古城川を超える。大仏殿前の信号を右折し奈良国立博物館を左に見ながら西へ歩く。博物館本館は赤坂離宮(現・迎賓館)などを手がけた宮廷建築家片山東熊の設計により明治27(1894)年に竣工したものである。明治建築物の代表例として重要文化財に指定されている。この開館にも曲折があった。明治7年、当時の奈良県権令藤井千尋が中心となり官民合同の奈良博覧会社が設立された。翌年開催された第1回奈良博覧会は東大寺大仏殿と周囲の回廊を会場として正倉院宝物や社寺等から出品された書画・古器物・動植物標本・機械類などを陳列した。80日間の会期中に延べ17万人が訪れる大盛況であった。博覧会は(西南戦争中の明治10年を除いて)毎年開催され明治23年までに計15回を数えた。当時、東京上野にはすでに宮内省所管の博物館(東京国立博物館の前身)があったが、明治22年、東京の博物館の名称を「帝国博物館」に改めるとともに京都と奈良にもそれぞれ帝国博物館を設置することが決まった。興福寺境内の現在地に明治25年から建設工事が始まり、27年に本館が竣工し翌年4月に開館したものである。これら「博覧会」は人々に奈良の意味を知らしめる<まなざしの政治学>を体現するものであった。この「まなざし」は東京上野・京都岡崎・大阪天王寺でも展開された(吉見俊哉「博覧会の政治学・まなざしの近代」中公新書)。明後日「正倉院展」を拝見するため入館することにしている。ただし前述した本館は「なら仏像館」として役割を変えていること「正倉院展」は新館で展示されていることに注意しよう。

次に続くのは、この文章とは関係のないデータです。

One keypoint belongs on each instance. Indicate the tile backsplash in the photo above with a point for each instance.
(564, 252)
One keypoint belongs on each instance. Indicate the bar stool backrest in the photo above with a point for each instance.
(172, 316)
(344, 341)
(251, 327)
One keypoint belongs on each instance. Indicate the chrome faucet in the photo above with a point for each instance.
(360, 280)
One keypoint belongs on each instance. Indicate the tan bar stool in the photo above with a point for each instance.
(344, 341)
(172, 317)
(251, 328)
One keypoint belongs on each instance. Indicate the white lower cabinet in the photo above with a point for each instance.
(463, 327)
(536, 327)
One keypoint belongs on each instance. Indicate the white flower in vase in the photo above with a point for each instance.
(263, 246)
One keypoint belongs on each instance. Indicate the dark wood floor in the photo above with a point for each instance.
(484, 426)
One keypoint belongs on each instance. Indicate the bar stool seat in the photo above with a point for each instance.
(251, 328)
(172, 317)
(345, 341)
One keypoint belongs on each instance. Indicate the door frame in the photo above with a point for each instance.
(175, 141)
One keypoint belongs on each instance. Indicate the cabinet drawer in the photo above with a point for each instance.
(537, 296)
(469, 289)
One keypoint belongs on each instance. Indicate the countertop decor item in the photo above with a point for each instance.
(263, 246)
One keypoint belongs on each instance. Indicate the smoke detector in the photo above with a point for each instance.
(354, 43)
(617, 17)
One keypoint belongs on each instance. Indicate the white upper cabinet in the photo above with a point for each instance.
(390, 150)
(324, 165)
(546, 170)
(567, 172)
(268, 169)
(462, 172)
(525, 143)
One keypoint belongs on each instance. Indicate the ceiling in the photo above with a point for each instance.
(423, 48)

直進すると興福寺境内に入ってゆく。寺院に特有の土塀がない。これは廃仏毀釈の嵐の中で明治5年に興福寺の土塀や諸門などが壊されて丸裸になったことを端的に表象している。この状況を、明治時代に奈良を訪れた正岡子規は、こう詠んでいる。「秋風や 囲いもなしに 興福寺」 現在の興福寺は往時と比較すると信じられないくらいに狭い。国宝館の東側には現在の法相宗興福寺本坊がある。凄く地味だ。多くの人々に「法相宗本山」としての興福寺には関心がもたれていない。興福寺は「阿修羅像を初めとする寺宝の所有者」としての意義しか感じられていないだろう。確かに奈良時代から教義が進展していないように感じられる「唯識」なる思想に関心を寄せる人は少なかろう。が、「あらゆるものは唯わたしたちの識(心)が生み出したものだ」という考え方に私はカント哲学に通じるものを感じる。もし唯識なる思想を西洋哲学との関連で議論することが出来るのであれば、現代に通じる思想として再構築することもできるのではと安易に感じてしまう。

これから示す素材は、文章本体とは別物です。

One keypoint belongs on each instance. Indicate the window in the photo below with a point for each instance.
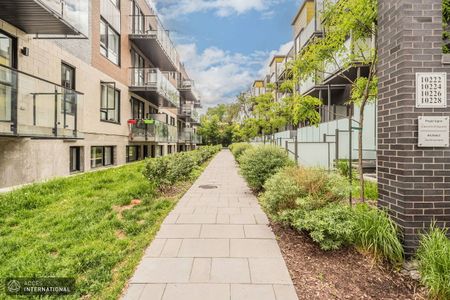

 国宝館に拝観希望者が長蛇の列をなしている。並んでまで観る気が無いので通り過ぎる。私は建て替わる前の旧国宝館でこれらの寺宝を複数回拝見したことがあるからだ。ただし、せっかくなので、この新国宝館は(明後日時間があれば)立ち寄ろう。目の前に五重塔がある。法隆寺や薬師寺の塔と比べて重々しい感じを受ける。何故ならば法隆寺や薬師寺の塔が上層に行くに従い屋根の大きさが小さくなり屋根の傾斜が緩やかであるため全体として空に向かってゆく軽さが感じられるのに対し、興福寺の塔は屋根比率があまり変わらず他方で上層屋根の傾斜が急なので建物全体の重力が下に向かっているのを意識する造りになっているからである。が、それは欠点ではない。築地塀(周りとの境界)をなくしてしまった現代の興福寺にあっては「重々しい五重塔こそが相応しい」とも言えるのだ(@司馬遼太郎)。南大門跡には礎石が残っている。ここに登り北を眺めると復元された中金堂が鎮座している。興福寺は伽藍の復興を企てているが、南大門が再築され本来の(南から北を仰ぐ)信仰的視線を取り戻すためには更なる時間と莫大な費用を要するであろう。

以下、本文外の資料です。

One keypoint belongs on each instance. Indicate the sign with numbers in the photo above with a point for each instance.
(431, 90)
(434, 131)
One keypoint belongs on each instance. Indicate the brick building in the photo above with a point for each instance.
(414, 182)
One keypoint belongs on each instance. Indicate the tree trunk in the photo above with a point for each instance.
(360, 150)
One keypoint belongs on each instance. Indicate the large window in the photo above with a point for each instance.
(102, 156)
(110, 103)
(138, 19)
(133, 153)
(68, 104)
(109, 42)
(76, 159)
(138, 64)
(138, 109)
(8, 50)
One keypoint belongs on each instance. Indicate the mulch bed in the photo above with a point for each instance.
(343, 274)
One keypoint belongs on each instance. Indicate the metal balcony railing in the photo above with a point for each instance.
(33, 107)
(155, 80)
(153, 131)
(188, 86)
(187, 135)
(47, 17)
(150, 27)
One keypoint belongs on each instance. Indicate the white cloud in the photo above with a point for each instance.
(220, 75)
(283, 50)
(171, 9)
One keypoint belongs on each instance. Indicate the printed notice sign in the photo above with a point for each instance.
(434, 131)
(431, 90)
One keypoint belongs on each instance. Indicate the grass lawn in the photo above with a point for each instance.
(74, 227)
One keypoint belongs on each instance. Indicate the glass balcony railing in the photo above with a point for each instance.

五十段階段を下って三条通りに降りる。目の前にあるのが「猿沢の池」。池越しに映る五重塔の風景が奈良を象徴している。少し歩き翌日の宿泊地「ホテル尾花」の場所を確認した。このホテルの意義は3日目の朝に詳しく論じることになる。
 クラシックホテルの代表格「奈良ホテル」を訪れる。明治建築界の重鎮・辰野金吾(東京駅や日本銀行本店の設計者)設計で、明治42年開業の名門である。当初、古都奈良に旅館はあってもホテルが無かった。即ち賓客が宿泊できる本格的なホテルが無かったのだ。そのために「奈良公園」を開設した政府にとって国内外の観光客を満足させられる高級ホテル開設は重要課題だった。この要請に応えて辰野が桃山風の純和風建築として設計したのが奈良ホテルだ。このホテルは興福寺「大乗院」門跡の小山上に作られている。すぐ南に「大乗園庭園文化館」という施設が存在する。かつての興福寺境内の広さを実感。かようにして入館した奈良ホテルだったが喫茶室が満員のために私は珈琲を飲むことが出来なかった。「庶民には縁の遠いところ」と言わなければならないのであろうか。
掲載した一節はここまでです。